4 pounds roast, trimmed, cubed
1 cup all-purpose flour
1/3 cup olive oil
2 large onion, diced
6 ounces tomato paste
1 cup red wine
1 pound potato, cubed
1/2 pound baby carrots
2 cups beef broth
1 tablespoon kosher salt
1 teaspoon thyme
1 bay leaf
1 cup frozen peas

Coat the beef in the flour. Heat a few tablespoons of the oil in a large skillet over medium-high heat. Brown the meat, a few pieces at a time, adding more oil as necessary. Transfer to a 4- to 6-quart slow cooker. Add the onions to the skillet and cook over medium heat until tender, about 10 minutes. Stir in the tomato paste and coat the onions; transfer to the cooker. Pour the wine into the skillet and scrape up any browned bits; add to the cooker.
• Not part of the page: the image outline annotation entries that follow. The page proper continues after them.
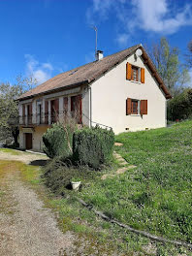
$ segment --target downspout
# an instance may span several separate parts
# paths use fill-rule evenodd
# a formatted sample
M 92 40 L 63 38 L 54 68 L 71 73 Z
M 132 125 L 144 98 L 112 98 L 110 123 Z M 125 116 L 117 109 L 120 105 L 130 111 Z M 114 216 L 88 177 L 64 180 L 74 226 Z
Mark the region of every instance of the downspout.
M 90 109 L 89 120 L 90 120 L 90 127 L 92 127 L 92 90 L 90 85 L 88 85 L 88 90 L 89 90 L 89 109 Z

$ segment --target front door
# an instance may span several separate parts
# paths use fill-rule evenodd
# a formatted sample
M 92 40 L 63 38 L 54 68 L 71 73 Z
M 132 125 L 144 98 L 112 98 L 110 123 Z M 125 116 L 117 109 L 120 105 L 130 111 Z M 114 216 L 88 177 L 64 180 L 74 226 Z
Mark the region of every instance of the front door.
M 26 133 L 25 134 L 25 140 L 26 140 L 26 149 L 32 148 L 32 133 Z

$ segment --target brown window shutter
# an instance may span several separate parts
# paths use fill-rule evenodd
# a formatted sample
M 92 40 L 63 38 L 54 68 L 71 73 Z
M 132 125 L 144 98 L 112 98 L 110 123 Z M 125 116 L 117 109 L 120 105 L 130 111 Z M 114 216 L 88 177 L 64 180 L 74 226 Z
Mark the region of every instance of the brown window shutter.
M 126 115 L 131 114 L 131 99 L 126 100 Z
M 132 66 L 129 62 L 127 62 L 126 66 L 126 80 L 131 80 L 131 75 L 132 75 Z
M 140 104 L 140 113 L 147 114 L 147 100 L 142 100 Z
M 141 82 L 144 83 L 144 69 L 141 68 Z

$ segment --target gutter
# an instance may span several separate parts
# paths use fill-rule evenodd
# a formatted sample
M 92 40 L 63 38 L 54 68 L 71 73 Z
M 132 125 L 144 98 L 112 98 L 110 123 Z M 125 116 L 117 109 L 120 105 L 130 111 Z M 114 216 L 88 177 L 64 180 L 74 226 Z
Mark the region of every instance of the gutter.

Stir in the potatoes, carrots, broth, salt, thyme, and bay leaf. Cover and cook on low heat for 7 1/2 hours, or on high for 4 hours. Add the peas and heat through.

Serves 10.

Per Serving (excluding unknown items): 467 Calories; 17g Fat (33.4% calories from fat); 46g Protein; 28g Carbohydrate; 3g Dietary Fiber; 105mg Cholesterol; 1101mg Sodium.

Exchanges: 1 1/2 Grain(Starch); 6 Lean Meat; 1 1/2 Vegetable; 1 1/2 Fat.